Yesterday I was part of a show at the House of Literature (Litteraturhuset/Literatur Haus) here in Oslo. I read a few of my new poems. They are funny and easy to read. The audience was nice and I got more praise afterwords than I’ve ever gotten before. My old poems tend to leave people confused and full of thoughts, and people often don’t know how to respond. These new ones are different.
Last weekend, as I anounced here on the blog in Norwegian, Peterson Toscano visited Oslo. He is a comedian, actor and performance activist (among other things). As I helped him prepare for the show on Saturday, we talked about being on stage, how things cease to be personal once they become a text or part of a show.
I love being on stage. When I get a microphone in my hand, I get a boost. I become this better version of myself. I’ve never been afraid of speaking in front of an audience. To me, people are easier to handle when they shut up and listen to me. I don’t need to get all the non-verbal communication, I don’t need to pay attention in the same exhausting way I have to in all other situations.
There have been moments when nothing in my life worked because I was depressed, but I could still do a reading, be on a stage.

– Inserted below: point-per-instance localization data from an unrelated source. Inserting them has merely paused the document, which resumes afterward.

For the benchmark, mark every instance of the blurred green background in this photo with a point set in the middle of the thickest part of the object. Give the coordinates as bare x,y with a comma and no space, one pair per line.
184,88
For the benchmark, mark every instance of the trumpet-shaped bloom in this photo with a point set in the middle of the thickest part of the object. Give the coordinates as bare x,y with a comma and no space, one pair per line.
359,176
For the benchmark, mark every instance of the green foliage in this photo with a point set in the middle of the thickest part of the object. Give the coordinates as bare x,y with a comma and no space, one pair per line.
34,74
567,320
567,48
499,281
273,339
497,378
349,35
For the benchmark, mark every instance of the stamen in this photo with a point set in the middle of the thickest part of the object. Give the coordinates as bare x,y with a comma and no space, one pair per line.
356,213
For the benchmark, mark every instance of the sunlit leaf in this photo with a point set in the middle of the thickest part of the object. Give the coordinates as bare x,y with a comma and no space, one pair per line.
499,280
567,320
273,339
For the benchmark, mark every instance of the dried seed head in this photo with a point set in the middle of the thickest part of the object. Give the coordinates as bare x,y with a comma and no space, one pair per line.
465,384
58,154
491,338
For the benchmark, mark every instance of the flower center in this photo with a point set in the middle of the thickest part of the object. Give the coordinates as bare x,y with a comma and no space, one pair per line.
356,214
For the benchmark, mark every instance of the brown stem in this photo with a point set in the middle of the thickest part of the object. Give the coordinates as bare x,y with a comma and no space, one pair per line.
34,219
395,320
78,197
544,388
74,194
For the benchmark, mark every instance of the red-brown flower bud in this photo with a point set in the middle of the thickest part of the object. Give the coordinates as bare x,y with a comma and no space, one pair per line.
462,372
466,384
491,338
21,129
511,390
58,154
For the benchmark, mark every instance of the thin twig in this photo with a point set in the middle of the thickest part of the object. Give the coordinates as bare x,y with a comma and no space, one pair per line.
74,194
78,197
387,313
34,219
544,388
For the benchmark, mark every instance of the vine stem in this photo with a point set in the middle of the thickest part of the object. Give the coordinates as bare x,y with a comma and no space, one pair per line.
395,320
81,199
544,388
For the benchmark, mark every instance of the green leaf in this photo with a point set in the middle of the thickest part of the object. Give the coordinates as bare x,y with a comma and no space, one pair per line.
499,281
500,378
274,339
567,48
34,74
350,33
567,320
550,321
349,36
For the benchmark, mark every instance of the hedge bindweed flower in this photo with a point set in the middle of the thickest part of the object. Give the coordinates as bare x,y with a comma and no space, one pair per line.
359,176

Sometimes I even wish I could live my whole life on a stage. I love to use my voice to breathe life into a text, to add that little extra that makes people stunned.
As with every other ability, my performance corresponds to how much I like what I’m doing. I’m used to hear that I read well. The audience tend to laugh in the right place, aplaude when I’m done (or even sometimes in between poems). It is a good circle: I love doing it -> I do it well -> people give me positive feedback -> I love it even more etc…
I would love to do other things than just reading or talking on a stage. I envy Peterson his ability to learn a text by heart and act. I would like to do performance or to sing with a band. I will make it happen some day!